BlogTechnology

TFWA’s new Digital Village could be the best idea the Association has had in years. Of late, conference keynote speakers, industry leaders and experienced trade press commentators have all been voicing the same fear: the global travel-retail business is in danger of becoming yesterday’s retail channel.

All too often the Millennial demographic (aged around 18-35), who lest we forget are now are the largest generational group travelling today, feel duty-free has nothing much to offer them.

If it is to survive and flourish, our industry must reach out to this key customer group and learn to speak their language—a lingo that is often baffling to anyone aged over 45 with its tweets, posts, emojis, memes, hashtags, likes and followers. Yes, if there’s one thing that unites the Millennial generation, it’s their love of digital technology, a trend evident in the exponential growth of smartphone ownership

According to a recent report by Strategy Analytics, the global smartphone penetration rate will increase to 44% in 2017, up from 39% in 2016. By 2022, the penetration rate will further increase to 59%. You are more likely to prise a gazelle from a lion’s jaw than take a smartphone away from a millennial so we need to start communicating via the incredibly powerful, hand-sized computers must of us have stowed away in our jacket pockets.

We have been glacially slow as a business to rise the digital challenge. It’s true a handful of airports and travel-retailers have made a decent fist of setting up shop online. For instance, Singapore Changi’s ishopchangi.com website allows travellers to browse and pre-order products from many of its retail concessionaires, while Gebr. Heinemann’s Heinemann smartphone app gives customers the chance not only to pre-order goods, but also join a loyalty programme and receive details of in-store offers and promotions.

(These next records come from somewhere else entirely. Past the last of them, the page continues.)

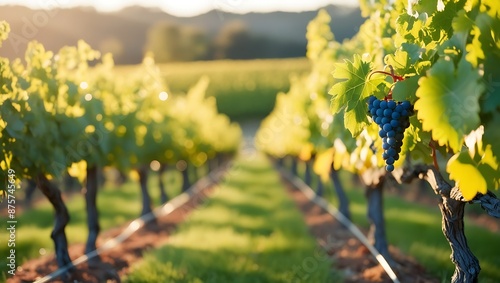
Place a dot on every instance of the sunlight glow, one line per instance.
(187, 8)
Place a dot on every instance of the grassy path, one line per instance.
(248, 231)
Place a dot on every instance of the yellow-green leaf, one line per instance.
(448, 103)
(467, 176)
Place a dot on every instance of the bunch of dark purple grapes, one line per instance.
(393, 119)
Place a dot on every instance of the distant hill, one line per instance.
(124, 32)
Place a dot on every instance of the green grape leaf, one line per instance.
(492, 134)
(448, 103)
(405, 90)
(474, 171)
(350, 93)
(400, 61)
(466, 174)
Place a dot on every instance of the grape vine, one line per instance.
(447, 105)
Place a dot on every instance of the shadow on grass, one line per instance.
(183, 264)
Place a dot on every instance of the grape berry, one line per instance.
(393, 118)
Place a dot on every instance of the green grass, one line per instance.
(248, 231)
(243, 88)
(416, 230)
(116, 205)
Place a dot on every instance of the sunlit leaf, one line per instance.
(448, 103)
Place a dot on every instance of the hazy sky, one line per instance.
(188, 7)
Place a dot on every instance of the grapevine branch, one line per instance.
(488, 202)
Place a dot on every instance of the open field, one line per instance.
(243, 88)
(248, 231)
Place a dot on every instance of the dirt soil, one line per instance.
(349, 255)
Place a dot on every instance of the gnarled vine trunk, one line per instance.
(466, 264)
(143, 181)
(308, 172)
(452, 206)
(320, 189)
(374, 181)
(186, 184)
(161, 184)
(293, 168)
(30, 190)
(58, 234)
(339, 189)
(375, 214)
(91, 207)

What the wider industry needs, however, is expert outside help of the techie sort, which is where the Digital Village comes in. Among the 30 first-time exhibitors taking up space in the 840sq m Village are firms such as China Smiling, which aims to help brands communicate with Chinese consumers via social media and SKYDeals, which promises to assist the beleaguered in-flight retail sector by providing a tailored shopping experience through airlines’ own inflight entertainment systems.

Whether the services offered by these mostly small to medium-sized exhibitors can succeed in helping the duty-free industry play digital catch-up in a world dominated by internet giants like Amazon and Google remains to be seen, of course, but at least the TFWA is doing something proactive about an issue, which is set to affect us all in the years to come.